JCCNetwork.id- Turnamen sepak bola terbesar di Eropa, Euro 2024, akhirnya dimulai di Munich, Jerman. Namun, alih-alih memulai dengan kemegahan yang biasanya mengiringi acara sebesar ini, para penggemar disambut dengan upacara pembukaan yang dianggap aneh dan sederhana, memicu reaksi beragam dari penonton di seluruh dunia.
Pada malam itu, stadion Allianz Arena menjadi saksi pembukaan yang jauh dari glamor. Tidak ada kembang api spektakuler, tidak ada parade artis terkenal, bahkan tidak ada teknologi canggih yang sering menjadi bagian dari upacara serupa. Sebaliknya, yang ada hanyalah pemandangan standar: bendera negara peserta, penari lokal, dan efek es kering yang sederhana.
Penampilan ini jauh dari harapan banyak orang, terutama jika dibandingkan dengan upacara-upacara yang penuh warna dan megah di ajang-ajang besar lainnya seperti Piala Afrika atau Olimpiade. Banyak penggemar yang kecewa dan mengungkapkan ketidakpuasan mereka melalui media sosial.
“Waktunya untuk upacara pembukaan mental kelelawar*** standar,” tulis netizen dikutip the sun.
“Jika Anda ingin mengetahui bagaimana keadaan saya, saya menonton upacara pembukaan tanpa suara… Saya bahkan tidak tahu mengapa,” tulis netizen.
“Saya khawatir upacara pembukaan telah merusak turnamen ini bagi saya,” tulis netizen.
“Upacara pembukaan ini adalah drama GCSE terbaik. Apakah ini upacara pembukaan terburuk sepanjang masa?” tulis netizen lainnya.
Di tengah segala kritik tersebut, ada momen penghormatan yang tulus. Jerman memberikan penghargaan kepada legenda sepak bola mereka, Franz Beckenbauer, yang meninggal dunia awal tahun ini. Mantan kapten dan manajer tim nasional Jerman ini dikenang sebagai salah satu pemain terbaik dalam sejarah sepak bola. Dia memimpin Jerman meraih gelar di Kejuaraan Eropa 1972 dan Piala Dunia 1974 sebagai pemain, dan kemudian membawa Jerman kembali meraih kejayaan di Piala Dunia 1990 sebagai pelatih.
Setelah upacara yang kontroversial, pertandingan pembuka antara Jerman dan Skotlandia dimulai.

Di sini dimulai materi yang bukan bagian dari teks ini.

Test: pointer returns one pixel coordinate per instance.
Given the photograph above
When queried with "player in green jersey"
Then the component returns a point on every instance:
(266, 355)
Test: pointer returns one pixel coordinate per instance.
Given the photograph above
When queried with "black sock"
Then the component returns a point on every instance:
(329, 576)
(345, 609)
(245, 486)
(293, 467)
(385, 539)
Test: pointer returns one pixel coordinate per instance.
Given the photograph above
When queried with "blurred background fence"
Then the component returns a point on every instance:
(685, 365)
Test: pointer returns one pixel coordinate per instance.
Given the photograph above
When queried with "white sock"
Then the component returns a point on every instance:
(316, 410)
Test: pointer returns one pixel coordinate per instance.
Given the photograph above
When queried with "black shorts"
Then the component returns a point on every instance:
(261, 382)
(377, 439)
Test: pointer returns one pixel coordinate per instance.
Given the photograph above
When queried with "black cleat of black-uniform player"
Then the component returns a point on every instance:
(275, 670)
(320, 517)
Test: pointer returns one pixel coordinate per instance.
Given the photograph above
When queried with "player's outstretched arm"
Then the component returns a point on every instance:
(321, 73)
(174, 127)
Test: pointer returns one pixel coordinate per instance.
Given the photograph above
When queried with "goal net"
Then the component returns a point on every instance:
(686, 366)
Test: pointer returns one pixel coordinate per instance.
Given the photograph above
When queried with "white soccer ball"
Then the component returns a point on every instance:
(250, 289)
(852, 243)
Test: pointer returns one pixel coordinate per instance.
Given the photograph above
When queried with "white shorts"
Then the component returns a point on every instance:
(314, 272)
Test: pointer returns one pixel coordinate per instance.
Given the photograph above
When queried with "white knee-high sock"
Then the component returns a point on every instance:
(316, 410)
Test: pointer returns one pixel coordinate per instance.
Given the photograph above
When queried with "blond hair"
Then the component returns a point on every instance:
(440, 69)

Di hadapan ribuan penonton yang memadati stadion dan jutaan mata yang menyaksikan di rumah, Jerman memulai kampanye Euro mereka dengan cara yang mengesankan. Pertandingan baru berjalan 10 menit ketika Florian Wirtz membawa Jerman unggul.
Jamal Musiala, Niclas Füllkrug, Emre Can, dan Kai Havertz menambah pundi-pundi gol Jerman, dengan Havertz mencetak gol melalui tendangan penalti. Jerman menutup pertandingan dengan kemenangan 5-1 yang meyakinkan, menghancurkan harapan awal Skotlandia untuk membuat kejutan di turnamen ini.

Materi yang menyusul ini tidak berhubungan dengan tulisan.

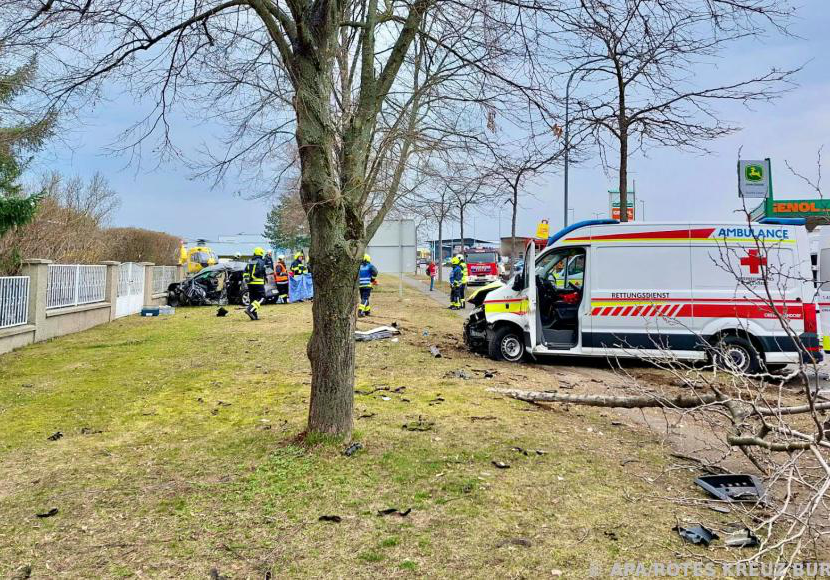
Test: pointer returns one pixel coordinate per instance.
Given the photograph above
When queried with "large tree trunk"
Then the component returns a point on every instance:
(623, 174)
(513, 250)
(440, 261)
(461, 223)
(331, 348)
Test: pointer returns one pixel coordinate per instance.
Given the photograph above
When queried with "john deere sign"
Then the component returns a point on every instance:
(754, 178)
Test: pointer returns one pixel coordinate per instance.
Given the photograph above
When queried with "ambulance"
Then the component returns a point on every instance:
(741, 294)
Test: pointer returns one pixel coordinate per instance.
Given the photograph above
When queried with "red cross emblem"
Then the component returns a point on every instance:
(754, 261)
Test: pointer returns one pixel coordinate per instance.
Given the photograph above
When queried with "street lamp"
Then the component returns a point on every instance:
(568, 126)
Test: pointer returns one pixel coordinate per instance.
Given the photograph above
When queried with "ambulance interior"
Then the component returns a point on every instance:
(559, 282)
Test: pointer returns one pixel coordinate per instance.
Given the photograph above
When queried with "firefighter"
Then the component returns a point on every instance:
(455, 284)
(281, 279)
(367, 278)
(298, 267)
(254, 276)
(462, 290)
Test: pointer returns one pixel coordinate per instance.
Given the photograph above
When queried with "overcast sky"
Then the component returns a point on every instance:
(675, 185)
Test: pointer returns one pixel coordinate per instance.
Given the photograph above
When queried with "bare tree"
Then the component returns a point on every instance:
(645, 58)
(359, 86)
(513, 169)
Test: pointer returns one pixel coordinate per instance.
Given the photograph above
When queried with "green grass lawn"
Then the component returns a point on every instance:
(180, 455)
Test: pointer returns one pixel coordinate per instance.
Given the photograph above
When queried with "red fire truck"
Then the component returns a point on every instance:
(483, 266)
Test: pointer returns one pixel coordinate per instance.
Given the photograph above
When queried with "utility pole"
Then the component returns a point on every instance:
(568, 128)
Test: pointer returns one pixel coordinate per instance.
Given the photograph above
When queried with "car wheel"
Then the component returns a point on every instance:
(737, 354)
(506, 344)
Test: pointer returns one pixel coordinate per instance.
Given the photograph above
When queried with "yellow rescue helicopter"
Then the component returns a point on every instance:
(197, 257)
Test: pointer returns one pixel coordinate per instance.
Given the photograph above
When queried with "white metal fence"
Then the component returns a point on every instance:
(14, 300)
(163, 276)
(73, 285)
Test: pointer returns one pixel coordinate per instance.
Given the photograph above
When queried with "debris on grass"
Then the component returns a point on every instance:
(396, 511)
(352, 449)
(740, 537)
(49, 514)
(523, 542)
(420, 425)
(377, 333)
(732, 487)
(696, 534)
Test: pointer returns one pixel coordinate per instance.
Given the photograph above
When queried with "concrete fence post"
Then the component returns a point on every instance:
(112, 285)
(38, 272)
(148, 283)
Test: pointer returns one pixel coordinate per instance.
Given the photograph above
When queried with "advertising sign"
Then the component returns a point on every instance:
(754, 178)
(614, 197)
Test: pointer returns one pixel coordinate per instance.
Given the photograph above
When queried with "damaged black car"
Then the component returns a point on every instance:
(217, 285)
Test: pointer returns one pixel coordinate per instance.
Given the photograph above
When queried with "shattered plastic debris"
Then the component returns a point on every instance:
(732, 487)
(696, 534)
(377, 333)
(740, 537)
(420, 425)
(352, 449)
(49, 514)
(396, 511)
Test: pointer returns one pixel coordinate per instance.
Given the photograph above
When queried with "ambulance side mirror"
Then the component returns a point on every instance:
(519, 282)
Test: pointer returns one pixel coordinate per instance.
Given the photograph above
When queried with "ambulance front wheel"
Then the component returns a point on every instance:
(737, 354)
(506, 343)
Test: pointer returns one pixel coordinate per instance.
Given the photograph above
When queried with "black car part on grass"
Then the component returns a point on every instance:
(732, 487)
(696, 534)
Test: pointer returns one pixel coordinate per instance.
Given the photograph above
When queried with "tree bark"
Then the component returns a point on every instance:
(680, 402)
(331, 349)
(440, 261)
(514, 252)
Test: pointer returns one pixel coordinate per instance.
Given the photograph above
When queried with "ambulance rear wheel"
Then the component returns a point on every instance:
(506, 344)
(737, 354)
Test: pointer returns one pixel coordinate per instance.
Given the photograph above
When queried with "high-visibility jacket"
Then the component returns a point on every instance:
(254, 273)
(367, 274)
(280, 273)
(456, 276)
(298, 267)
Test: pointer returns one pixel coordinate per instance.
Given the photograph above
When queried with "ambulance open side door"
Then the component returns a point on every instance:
(532, 296)
(823, 284)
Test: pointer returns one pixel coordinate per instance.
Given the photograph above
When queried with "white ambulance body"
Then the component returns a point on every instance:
(683, 290)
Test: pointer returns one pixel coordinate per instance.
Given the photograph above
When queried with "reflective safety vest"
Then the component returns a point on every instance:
(456, 276)
(280, 273)
(298, 267)
(367, 274)
(255, 272)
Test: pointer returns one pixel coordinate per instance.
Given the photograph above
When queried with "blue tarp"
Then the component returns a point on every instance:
(300, 288)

Euro 2024 dimulai dengan catatan yang tidak biasa. Upacara pembukaan yang sederhana memicu banyak kritikan, namun pertandingan pertama menunjukkan bahwa tim Jerman siap untuk meraih kejayaan. Meskipun awal yang kontroversial, kompetisi ini diharapkan akan tetap menarik jutaan penonton dengan aksi-aksi sepak bola kelas dunia. Para penggemar kini menantikan pertandingan-pertandingan selanjutnya yang diharapkan bisa menghadirkan lebih banyak momen tak terlupakan.